Our effect class should contain some shading information that can be bind and used to render our meshes at runtime.

Our render class contains the shader handles for vertex shader and fragment shader, along with a render state that contains some state parameters for the frame being rendered.

When initializing, we use the path to the two shaders that were passed in to load and store the shader handles.

When binding, we will use the shader that we stored and also bind the render state to set some properties for the current mesh that is being rendered, such as culling, depth test, etc.

When cleaning up, we just release the shader resource with the handles inside our effect class.


Combining our new mesh and effect class, we can use them easily to render what we want.


GPU Capture

Since it’s hard to debug shader comparing to normal codes. There are some tools that can alleviate this pain.

Direct 3D

We can use the visual studio graphics debugging tool for Direct 3D codes. We can use PrtScrn to capture different frames. Inside each frame, we can see all sorts of details such as the shaders used for the draw call, or how a pixel is rendered to get the resulting color. We can also see the results of different stages in the render pipeline.

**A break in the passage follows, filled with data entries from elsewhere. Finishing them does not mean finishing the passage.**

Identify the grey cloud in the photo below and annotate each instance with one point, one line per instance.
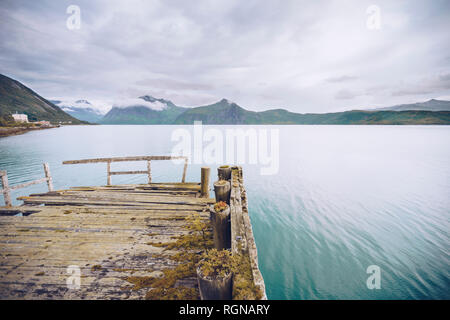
(341, 78)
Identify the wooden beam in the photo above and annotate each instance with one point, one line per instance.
(6, 189)
(149, 171)
(112, 173)
(183, 179)
(26, 184)
(108, 173)
(120, 159)
(48, 177)
(204, 188)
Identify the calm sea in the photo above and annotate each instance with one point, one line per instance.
(345, 198)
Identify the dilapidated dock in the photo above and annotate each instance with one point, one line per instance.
(118, 241)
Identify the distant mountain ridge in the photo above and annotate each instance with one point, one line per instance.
(142, 113)
(80, 109)
(430, 105)
(16, 97)
(227, 112)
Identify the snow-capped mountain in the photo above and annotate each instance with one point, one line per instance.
(80, 109)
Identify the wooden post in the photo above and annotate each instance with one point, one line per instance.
(224, 172)
(221, 228)
(48, 176)
(204, 188)
(215, 289)
(149, 172)
(222, 189)
(108, 172)
(183, 179)
(6, 190)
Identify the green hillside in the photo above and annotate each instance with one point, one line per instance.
(15, 97)
(225, 112)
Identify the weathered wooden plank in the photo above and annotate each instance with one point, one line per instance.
(127, 172)
(121, 159)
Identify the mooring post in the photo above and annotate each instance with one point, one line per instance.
(149, 171)
(6, 190)
(222, 190)
(204, 187)
(221, 228)
(224, 172)
(183, 179)
(108, 172)
(48, 176)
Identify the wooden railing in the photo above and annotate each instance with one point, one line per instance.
(148, 172)
(7, 188)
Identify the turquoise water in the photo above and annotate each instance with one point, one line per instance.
(345, 198)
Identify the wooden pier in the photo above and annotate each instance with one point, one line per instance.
(119, 241)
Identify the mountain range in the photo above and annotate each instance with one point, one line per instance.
(15, 97)
(80, 109)
(227, 112)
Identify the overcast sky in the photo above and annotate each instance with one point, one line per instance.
(305, 56)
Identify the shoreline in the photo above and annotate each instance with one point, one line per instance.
(13, 131)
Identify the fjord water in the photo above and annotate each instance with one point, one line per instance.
(345, 198)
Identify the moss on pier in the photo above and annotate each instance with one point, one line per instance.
(192, 245)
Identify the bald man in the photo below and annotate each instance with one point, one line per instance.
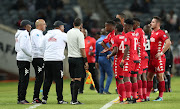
(37, 55)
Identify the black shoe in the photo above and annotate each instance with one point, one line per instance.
(36, 100)
(23, 102)
(91, 87)
(107, 93)
(62, 102)
(80, 92)
(133, 100)
(44, 101)
(116, 90)
(76, 102)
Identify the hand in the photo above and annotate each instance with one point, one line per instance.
(108, 57)
(86, 66)
(97, 65)
(105, 50)
(158, 55)
(122, 63)
(91, 53)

Before running the GPU capture for OpenGL, I changed the vertices to render a different shape. Also, since we cannot use the visual studio built-in tool for OpenGL programs, we needed to download other tools, such as RenderDoc that’s being used right here. We can use F12 or PrtScrn to capture frames and look into their details. We can easily see all the detailed information of the vertices and actual gl_position during each draw call, which can be extremely super powerful and useful for debugging.




Optional Challenges

I made a diamond shape (sort of).



Windows x86 (OpenGL)
Windows x64 (Direct 3D)


This assignment forces us to understand and abstract codes and create a platform-independent interface for creating and using meshes and effects. Which can be kind of tricky given the fact that I’m not extremely familiar with the different graphics library API. However, I think the practice of thinking in higher level and providing an easy way for others or other parts of the engine to use the rendering system is probably more important.

Special thanks to

Shantanu Pandey

for pointing out the problem when I was trying to set up the solution on my own laptop.